No collateral would be required, nor any personal guarantee. Loans are eligible for forgiveness if they meet specific criteria.
- Payroll Tax Credit For Employers Employers are eligible for a 50 percent refundable payroll tax credit on wages paid up to $10,000 during the crisis. The credit would be available to employers whose businesses were disrupted due to virus shutdowns
and those that had a decrease in gross receipts of 50 percent or more when compared to the same quarter last year. The credit can be claimed for employees who are retained but not currently working due to the crisis for firms with more than 100
employees, and for all employee wages for firms with 100 or fewer employees.
- Payroll Tax Payment Delays The bill would extend the time to submit payroll taxes. The extension for payroll tax would apply to the employer portion of self-employment taxes, too. The provision requires that the tax be paid over the next two years,
with half due by December 31, 2021, and the remainder due by December 31, 2022.
- Corporate Tax Payment Delays Corporations would get extra time to pay payroll taxes. The extension would apply to the employer portion of self-employment taxes, too.
- Unemployment Benefits For Workers The bill provides an additional $600 per week for up to four months in unemployment benefits for workers who are out of work; a temporary Pandemic Unemployment Assistance program would provide benefits for those not
traditionally eligible for unemployment benefits, including self-employed workers and independent contractors. The federal government will provide temporary full funding of the first week of regular unemployment for states with no waiting period
and extend UI benefits for an additional 13 weeks through December 31, 2020 after state UI benefits end.
- Special Rules For Retirement Accounts The bill would allow for tax-favored "coronavirus-related" distributions from certain retirement plans of up to $100,000 (the 10% early withdrawal penalty would not apply). Also, income attributable to those distributions would be subject to tax over three years (as opposed to one).

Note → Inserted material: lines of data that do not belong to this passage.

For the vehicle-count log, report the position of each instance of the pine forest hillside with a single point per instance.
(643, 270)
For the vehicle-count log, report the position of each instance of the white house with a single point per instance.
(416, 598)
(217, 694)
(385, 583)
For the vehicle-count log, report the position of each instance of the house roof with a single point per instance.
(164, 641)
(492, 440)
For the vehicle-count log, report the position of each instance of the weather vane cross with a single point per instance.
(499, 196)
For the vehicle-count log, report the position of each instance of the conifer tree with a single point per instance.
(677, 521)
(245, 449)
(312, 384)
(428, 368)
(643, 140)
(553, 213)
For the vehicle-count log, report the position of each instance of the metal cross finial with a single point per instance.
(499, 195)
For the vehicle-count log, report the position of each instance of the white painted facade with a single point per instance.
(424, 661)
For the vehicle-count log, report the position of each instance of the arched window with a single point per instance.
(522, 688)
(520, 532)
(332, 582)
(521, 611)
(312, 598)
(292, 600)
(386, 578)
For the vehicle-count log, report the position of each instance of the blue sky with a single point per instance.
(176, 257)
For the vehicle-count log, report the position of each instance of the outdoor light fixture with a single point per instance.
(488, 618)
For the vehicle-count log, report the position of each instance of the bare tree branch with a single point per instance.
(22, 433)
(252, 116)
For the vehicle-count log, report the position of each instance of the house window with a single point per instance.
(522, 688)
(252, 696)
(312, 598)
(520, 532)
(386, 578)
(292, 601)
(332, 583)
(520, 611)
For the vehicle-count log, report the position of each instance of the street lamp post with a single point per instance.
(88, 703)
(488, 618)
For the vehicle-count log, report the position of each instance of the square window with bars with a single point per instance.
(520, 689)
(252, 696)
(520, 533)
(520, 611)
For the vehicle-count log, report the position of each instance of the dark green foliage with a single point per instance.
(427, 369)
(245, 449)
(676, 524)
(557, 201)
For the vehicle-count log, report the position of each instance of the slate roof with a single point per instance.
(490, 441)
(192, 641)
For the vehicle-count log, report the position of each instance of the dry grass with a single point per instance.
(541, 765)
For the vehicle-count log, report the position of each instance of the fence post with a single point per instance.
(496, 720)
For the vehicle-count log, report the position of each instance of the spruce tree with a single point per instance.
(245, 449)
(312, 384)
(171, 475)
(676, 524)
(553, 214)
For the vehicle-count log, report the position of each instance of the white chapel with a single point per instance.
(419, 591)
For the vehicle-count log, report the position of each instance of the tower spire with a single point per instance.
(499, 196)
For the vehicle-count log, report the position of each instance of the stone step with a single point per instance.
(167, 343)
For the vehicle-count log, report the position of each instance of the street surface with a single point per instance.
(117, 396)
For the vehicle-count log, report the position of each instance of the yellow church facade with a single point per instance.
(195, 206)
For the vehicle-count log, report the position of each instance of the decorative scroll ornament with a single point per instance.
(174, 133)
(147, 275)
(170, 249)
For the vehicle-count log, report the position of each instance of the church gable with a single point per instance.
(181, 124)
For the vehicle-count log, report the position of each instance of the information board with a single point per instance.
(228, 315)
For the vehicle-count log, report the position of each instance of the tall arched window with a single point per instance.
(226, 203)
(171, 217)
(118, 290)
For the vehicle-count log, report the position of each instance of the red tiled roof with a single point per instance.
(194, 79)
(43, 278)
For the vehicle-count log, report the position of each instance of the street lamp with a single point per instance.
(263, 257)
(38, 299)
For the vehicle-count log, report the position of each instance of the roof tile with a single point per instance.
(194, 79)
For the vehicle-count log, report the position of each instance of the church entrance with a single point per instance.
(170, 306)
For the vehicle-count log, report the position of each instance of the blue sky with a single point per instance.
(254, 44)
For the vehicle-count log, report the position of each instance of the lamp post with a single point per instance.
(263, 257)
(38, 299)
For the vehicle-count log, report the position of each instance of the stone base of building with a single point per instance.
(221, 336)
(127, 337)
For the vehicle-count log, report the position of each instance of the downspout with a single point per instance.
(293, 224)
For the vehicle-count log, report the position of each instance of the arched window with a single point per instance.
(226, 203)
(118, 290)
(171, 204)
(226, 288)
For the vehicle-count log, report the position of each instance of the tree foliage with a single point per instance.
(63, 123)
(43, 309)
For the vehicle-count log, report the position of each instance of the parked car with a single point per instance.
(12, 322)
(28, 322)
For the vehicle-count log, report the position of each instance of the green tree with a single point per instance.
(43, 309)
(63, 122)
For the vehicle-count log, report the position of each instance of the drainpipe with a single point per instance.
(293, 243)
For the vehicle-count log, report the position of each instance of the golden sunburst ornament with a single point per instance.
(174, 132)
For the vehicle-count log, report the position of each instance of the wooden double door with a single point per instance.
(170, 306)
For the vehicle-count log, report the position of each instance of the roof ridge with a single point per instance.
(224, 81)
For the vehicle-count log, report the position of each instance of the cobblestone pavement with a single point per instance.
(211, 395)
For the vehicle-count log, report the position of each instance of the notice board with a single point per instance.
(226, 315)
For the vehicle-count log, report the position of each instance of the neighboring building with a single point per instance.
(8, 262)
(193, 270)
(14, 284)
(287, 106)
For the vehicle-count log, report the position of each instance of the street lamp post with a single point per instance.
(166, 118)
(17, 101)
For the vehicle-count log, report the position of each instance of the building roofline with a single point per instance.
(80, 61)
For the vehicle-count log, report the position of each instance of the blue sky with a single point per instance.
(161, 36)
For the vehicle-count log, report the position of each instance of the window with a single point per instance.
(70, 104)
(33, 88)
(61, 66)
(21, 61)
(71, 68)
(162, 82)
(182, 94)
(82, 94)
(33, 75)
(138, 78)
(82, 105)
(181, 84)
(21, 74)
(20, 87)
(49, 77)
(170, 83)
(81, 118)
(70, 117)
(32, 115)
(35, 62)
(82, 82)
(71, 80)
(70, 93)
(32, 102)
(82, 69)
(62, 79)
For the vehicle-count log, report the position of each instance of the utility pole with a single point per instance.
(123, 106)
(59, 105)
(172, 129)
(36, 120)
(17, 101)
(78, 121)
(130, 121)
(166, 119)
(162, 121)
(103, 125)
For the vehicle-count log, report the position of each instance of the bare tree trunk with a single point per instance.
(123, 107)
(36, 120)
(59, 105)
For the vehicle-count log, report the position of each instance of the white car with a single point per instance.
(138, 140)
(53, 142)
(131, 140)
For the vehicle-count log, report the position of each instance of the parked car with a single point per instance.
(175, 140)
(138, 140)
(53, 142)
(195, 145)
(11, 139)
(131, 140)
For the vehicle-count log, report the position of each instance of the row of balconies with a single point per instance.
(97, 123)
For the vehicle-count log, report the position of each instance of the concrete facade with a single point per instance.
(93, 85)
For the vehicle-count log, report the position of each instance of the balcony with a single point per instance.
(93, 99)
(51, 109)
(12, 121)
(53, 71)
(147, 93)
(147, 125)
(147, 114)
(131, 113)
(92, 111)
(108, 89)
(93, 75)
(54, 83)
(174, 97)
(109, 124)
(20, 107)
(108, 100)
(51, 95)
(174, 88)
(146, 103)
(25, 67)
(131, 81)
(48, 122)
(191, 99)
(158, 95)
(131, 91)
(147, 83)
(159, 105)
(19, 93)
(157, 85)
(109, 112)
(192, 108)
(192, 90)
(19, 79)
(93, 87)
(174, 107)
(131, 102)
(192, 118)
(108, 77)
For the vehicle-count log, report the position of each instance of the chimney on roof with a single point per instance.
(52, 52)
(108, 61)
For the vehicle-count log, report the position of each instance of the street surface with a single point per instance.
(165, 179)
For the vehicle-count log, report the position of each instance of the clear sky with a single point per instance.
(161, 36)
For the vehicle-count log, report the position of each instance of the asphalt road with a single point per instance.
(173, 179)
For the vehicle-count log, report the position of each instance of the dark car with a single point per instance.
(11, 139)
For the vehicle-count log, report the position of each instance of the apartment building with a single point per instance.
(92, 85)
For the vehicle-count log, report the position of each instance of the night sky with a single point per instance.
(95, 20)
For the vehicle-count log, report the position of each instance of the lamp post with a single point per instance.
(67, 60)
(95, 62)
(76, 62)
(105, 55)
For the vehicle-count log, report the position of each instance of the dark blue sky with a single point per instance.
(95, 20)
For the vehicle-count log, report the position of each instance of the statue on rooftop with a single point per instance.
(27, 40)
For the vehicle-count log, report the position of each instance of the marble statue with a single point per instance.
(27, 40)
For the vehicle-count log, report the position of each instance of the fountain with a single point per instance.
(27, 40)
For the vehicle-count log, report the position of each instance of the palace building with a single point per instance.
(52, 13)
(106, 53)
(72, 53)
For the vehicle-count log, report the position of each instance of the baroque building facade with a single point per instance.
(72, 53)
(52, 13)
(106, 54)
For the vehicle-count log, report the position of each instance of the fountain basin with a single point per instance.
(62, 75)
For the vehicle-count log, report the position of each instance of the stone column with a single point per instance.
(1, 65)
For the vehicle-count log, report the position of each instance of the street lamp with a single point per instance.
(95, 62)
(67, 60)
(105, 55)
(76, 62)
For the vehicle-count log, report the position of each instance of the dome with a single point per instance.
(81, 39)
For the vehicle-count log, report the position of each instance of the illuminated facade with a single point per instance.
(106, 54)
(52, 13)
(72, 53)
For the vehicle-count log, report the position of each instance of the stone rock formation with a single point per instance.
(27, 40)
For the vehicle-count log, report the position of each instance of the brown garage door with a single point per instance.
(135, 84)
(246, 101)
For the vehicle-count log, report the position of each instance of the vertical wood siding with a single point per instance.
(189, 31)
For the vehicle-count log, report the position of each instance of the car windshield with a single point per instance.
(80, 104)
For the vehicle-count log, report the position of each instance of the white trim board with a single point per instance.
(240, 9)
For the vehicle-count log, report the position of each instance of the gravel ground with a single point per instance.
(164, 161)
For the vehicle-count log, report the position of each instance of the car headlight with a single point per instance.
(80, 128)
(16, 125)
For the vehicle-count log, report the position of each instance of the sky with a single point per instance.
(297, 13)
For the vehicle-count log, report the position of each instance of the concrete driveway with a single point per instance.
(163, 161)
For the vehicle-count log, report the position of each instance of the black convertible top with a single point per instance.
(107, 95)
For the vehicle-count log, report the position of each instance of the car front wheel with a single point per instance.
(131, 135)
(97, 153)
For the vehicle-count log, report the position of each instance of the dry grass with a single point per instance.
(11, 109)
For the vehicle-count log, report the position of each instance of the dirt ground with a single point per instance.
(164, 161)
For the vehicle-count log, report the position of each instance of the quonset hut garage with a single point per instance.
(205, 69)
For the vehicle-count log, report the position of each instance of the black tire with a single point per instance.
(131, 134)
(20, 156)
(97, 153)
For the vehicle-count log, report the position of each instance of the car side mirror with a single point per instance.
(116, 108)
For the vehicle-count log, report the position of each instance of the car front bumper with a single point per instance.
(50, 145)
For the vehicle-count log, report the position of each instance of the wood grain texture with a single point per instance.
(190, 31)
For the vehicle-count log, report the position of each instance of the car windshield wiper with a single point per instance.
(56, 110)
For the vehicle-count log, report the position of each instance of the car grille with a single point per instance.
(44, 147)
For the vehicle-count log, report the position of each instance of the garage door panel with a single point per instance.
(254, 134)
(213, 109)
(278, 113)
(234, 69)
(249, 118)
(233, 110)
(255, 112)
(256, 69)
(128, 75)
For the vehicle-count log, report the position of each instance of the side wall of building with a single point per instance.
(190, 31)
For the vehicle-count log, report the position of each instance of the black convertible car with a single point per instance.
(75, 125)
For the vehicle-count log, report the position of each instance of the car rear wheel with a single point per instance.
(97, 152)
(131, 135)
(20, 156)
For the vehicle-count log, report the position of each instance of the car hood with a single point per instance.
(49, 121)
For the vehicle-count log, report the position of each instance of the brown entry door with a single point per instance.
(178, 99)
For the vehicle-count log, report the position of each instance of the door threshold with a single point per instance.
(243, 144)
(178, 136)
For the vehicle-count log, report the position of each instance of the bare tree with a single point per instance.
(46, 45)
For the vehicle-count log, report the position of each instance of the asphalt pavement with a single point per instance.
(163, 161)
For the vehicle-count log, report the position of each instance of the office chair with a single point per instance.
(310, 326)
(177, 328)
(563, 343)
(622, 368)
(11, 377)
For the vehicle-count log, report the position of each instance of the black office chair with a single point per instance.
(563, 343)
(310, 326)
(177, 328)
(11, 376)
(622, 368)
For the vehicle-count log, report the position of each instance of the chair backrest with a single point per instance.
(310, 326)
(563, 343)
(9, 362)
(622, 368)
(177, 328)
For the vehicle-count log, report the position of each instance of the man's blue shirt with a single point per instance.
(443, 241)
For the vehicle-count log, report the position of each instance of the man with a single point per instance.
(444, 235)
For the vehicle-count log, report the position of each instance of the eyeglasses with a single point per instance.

Qualifying taxpayers would also be allowed to repay their retirement plans to make up for money withdrawn to pay coronavirus-related expenses (including loans and distributions).
States Introduce Covid-19-related Business Interruption Insurance Legislation
In the past few weeks, New Jersey, Massachusetts and Ohio have all introduced legislation that provides a framework for businesses that suffer business interruption loss due to the COVID-19 pandemic to recover from their insurer.
New Jersey led the way with bill A-3844, which would compel insurance companies to cover claims by New Jersey small business owners for damages resulting from interruption of their operations due to the COVID-19 state-of-emergency declaration by the Governor that forced them to shut down temporarily.
Following New Jersey’s example, the Ohio legislature introduced a bill, H.B. No. 589, which requires insurers who offer business interruption insurance to cover losses attributable to viruses and pandemics.
Finally, Massachusetts legislators introduced their own COVID-19 bill, S.D. 2888. This bill goes further than the New Jersey and Ohio bills, and explicitly mandates coverage even in the face of unambiguous policy language. It states that “no insurer may deny a claim for the loss of use and occupancy and business interruption on account of (i) COVID-19 being a virus (even if the relevant insurance policy excludes losses resulting from viruses)…”
As expected the insurance community is in opposition of these bills, however we expect to see more states introduce similar legislation in the coming months.
Congress Considers Pandemic Risk Backstop Legislation
Members of Congress have begun to take steps to address the economic concerns of businesses across the U.S. through the proposal of legislation entitled the Pandemic Risk Insurance Act of 2020 (“PRIA”). Congresswoman Maxine Waters (D-CA), Chairwoman of the House Financial Services Committee, initially included PRIA, comparing it to the Terrorism Risk Insurance Act (TRIA), in the March 18 Committee legislative package in response to the coronavirus pandemic.
If enacted, the goal of PRIA would be to provide a federal loss-sharing program for insurance claims relating to losses resulting from a certified pandemic or epidemic, like COVID-19. RIMS is involved in the discussions with Members of Congress and other stakeholders about PRIA and continues to monitor this and other legislation as a result of the coronavirus pandemic.